Lecture 24: sockets and DNS

socket API
- server and client sockets; create, bind, listen, accept, connect, send, recv, close
DNS
- domain name, authoritative nameserver, caching nameserver, root nameserver

Sockets

Sockets are the unix (system call) API for interacting with TCP streams. They are available as an API in many languages.

There are two kinds of sockets:

a server socket accepts incoming connections on a well known port
a client socket is used to send and receive data after a connection is established.

We did some demos in python. To create a server, one creates a socket and binds it to the well-known port:

python
>>> from socket import *
>>> server = socket()
>>> print(server.bind.__doc__)
bind(address)

Bind the socket to a local address.  For IP sockets, the address is a
pair (host, port); the host must refer to the local host. For raw packet
sockets the address is a tuple (ifname, proto [,pkttype [,hatype]])
>>> server.bind(('localhost', 44100))

Note that the 'localhost' parameter indicates which IP address on the local host to bind to.
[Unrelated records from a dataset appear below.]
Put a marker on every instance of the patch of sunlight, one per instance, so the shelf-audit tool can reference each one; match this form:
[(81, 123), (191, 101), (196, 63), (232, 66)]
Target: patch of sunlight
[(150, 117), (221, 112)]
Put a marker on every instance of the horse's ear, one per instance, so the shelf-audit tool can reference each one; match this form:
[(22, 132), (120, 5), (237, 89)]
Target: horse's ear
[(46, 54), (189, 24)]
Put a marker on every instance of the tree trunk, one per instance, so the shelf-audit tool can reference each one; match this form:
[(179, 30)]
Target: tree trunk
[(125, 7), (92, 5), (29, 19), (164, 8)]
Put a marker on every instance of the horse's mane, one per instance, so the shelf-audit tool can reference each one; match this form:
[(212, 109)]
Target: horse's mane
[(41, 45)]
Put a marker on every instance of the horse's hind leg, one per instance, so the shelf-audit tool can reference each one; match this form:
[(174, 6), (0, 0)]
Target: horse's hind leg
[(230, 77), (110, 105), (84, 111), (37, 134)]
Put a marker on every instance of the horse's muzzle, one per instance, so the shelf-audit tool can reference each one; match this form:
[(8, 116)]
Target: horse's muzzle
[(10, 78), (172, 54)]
At this point, the port has been reserved, but isn't yet accepting connections:

shell$ telnet localhost 44100

python
>>> s2 = socket()
>>> s2.bind(('localhost',44100))
Traceback (most recent call last):
  File "<stdin>", line 1, in <module>
OSError: [Errno 98] Address already in use

To start accepting connections, we must call listen:

>>> print(server.listen.__doc__)
listen([backlog])

Enable a server to accept connections.  If backlog is specified, it must be
at least 0 (if it is lower, it is set to 0); it specifies the number of
unaccepted connections that the system will allow before refusing new
connections. If not specified, a default reasonable value is chosen.
>>> server.listen()

shell$ telnet localhost 44100
Trying 127.0.0.1...
Connected to localhost.
Escape character is '^]'.

At this point, the 3-way TCP handshake between the telnet client and the python server has been performed. Notice that the client has been given an ephemeral port number:

shell$ netstat -t
tcp        0      0 localhost:50822         localhost:44100         ESTABLISHED
tcp        0      0 localhost:44100         localhost:50822         ESTABLISHED

We are using telnet as the client; if we were to write the client in python (or look at the source code of telnet) we would create a client socket and call connect, providing the remote host and port:

>>> s = socket()
>>> print(s.connect.__doc__)
connect(address)

Connect the socket to a remote address.  For IP sockets, the address
is a pair (host, port).
>>> s.connect(('localhost',4410))

Calling connect makes the socket a client socket; had we called bind and listen it would be a server socket.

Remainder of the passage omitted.